Six months after renegotiating a contract that once restricted independent AI development, Microsoft has launched three proprietary models challenging its $13 billion partner. MAI-Transcribe-1, MAI-Voice-1, and MAI-Image-2 are available in Microsoft Foundry, not bearing OpenAI’s label.
These models are the first public creations from the MAI Superintelligence team, formed by Mustafa Suleyman, Microsoft AI CEO, in November 2025, aiming for “humanist superintelligence.” A March internal memo, reported by Business Insider, details Suleyman’s focus on superintelligence and Microsoft’s five-year world-class model ambition, giving the first concrete outcomes.
MAI-Transcribe-1 appears most disruptive, boasting the lowest word error rate across 25 languages at 3.8% on the FLEURS benchmark. Microsoft claims it outperforms OpenAI’s Whisper-large-v3 across all 25 languages, Google’s Gemini 3.1 Flash on 22, and ElevenLabs’ Scribe v2 on 15. It processes audio 2.5 times faster than Azure Fast, pricing at $0.36 per hour. Notably, a team of just 10 people developed it.
MAI-Voice-1 offers text-to-speech, generating 60 seconds of audio in less than a second on one GPU, supporting custom voice creation with minimal audio input. Paired with MAI-Transcribe-1 and a customer-chosen language model, it forms a complete voice solution running on Microsoft’s infrastructure, independent of OpenAI.
MAI-Image-2, the oldest model, reached number three on the Arena.ai text-to-image leaderboard in March, trailing Google’s Gemini 3.1 Flash and OpenAI’s GPT Image 1.5. Developed with photographers, designers, and visual storytellers, it’s being used by WPP, a top marketing group.

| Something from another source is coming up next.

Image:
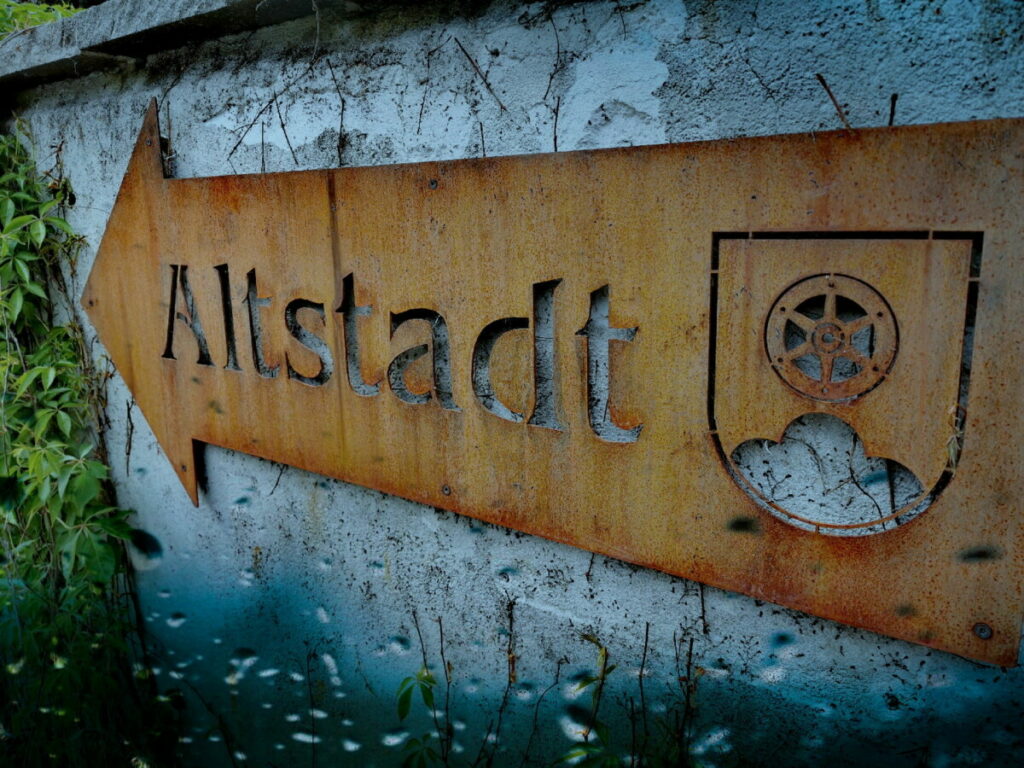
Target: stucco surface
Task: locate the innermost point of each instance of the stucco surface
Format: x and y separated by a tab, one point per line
285	606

Strategically, the context supersedes benchmarks. Until September 2025, Microsoft and OpenAI’s partnership precluded independent AI pursuits. A revised memorandum changed that, granting Microsoft license rights to OpenAI’s creations through 2032, $250 billion in Azure commitments, and the freedom to develop competing models. Suleyman noted this shift enabled independent superintelligence pursuit.
The timing aligns with Suleyman’s role change; Jacob Andreou’s appointment as Copilot EVP on March 17 freed Suleyman from product duties, leading to the MAI model debut weeks later. Additionally, Ali Farhadi, ex-CEO of Allen Institute for AI, joined Suleyman’s team in March, indicating ambitions beyond transcription and image generation.

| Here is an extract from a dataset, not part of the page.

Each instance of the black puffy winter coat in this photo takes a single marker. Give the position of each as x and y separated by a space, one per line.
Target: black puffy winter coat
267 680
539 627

For OpenAI, it’s a complicated dynamic; while Microsoft is its largest investor and primary cloud provider, both share Foundry, hosting OpenAI and Microsoft models. OpenAI’s commercial monetization push accelerates, making the relationship resemble overlapping market players rather than a defined partnership. OpenAI’s $110 billion February raise, supported by SoftBank, Nvidia, and Amazon, values it independently, outdated partnership perspectives aside.
The AI model market fragments along these lines. Anthropic’s $30 billion raise at $380 billion valuation positions it as a significant enterprise AI force with $14 billion revenue. Google continues iterating Gemini. OpenAI’s once-dominant frontier AI role is challenged, ending Microsoft’s sole distributorship role.

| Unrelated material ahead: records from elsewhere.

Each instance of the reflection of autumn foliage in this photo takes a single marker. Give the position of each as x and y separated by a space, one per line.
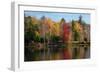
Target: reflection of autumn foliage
45 34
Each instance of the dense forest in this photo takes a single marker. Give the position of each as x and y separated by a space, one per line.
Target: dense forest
46 39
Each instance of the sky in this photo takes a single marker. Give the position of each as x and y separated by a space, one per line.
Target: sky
57 16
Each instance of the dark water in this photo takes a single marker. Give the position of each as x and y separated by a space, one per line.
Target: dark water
55 52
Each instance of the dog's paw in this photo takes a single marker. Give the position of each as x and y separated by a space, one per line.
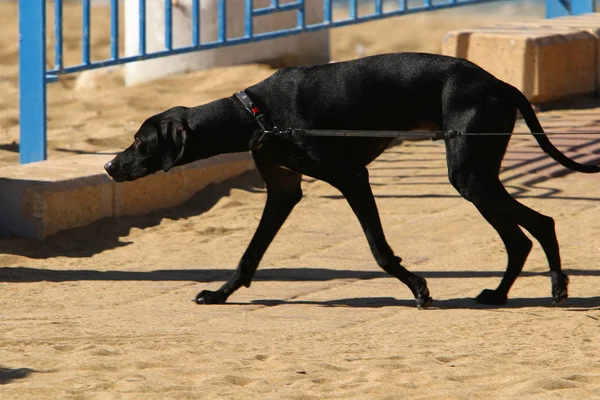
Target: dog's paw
424 302
422 295
491 297
560 284
209 297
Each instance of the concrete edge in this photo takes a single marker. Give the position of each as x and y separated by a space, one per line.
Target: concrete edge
43 198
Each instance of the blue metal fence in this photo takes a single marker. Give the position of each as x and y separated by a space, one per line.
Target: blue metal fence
32 29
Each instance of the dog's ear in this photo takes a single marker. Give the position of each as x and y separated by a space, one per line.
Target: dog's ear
173 137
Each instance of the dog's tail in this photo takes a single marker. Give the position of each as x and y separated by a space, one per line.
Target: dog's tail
535 127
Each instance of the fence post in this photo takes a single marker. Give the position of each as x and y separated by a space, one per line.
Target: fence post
560 8
32 80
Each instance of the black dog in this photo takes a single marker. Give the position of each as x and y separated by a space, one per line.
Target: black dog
406 91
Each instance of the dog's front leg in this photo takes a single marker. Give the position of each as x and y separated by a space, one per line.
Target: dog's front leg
283 193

Microsoft Foundry, previously Azure AI Foundry and Studio, now serves over 80,000 enterprises, including 80% of Fortune 500. This reach makes the MAI model family significant: Microsoft needn’t surpass OpenAI in every metric to sway enterprise spending; it must be competitive for customers to prefer integrated options over third parties, a trend increasingly plausible given recent AI consolidations.
Suleyman indicates that frontier-class language models may take another year or two. What’s been established is a foundation—a toolkit granting Microsoft independent voice, ears, and eyes from OpenAI. The $13 billion partnership isn’t ending; however, the foundational premise that Microsoft relied on OpenAI for AI competition is being quietly dismantled with each model release.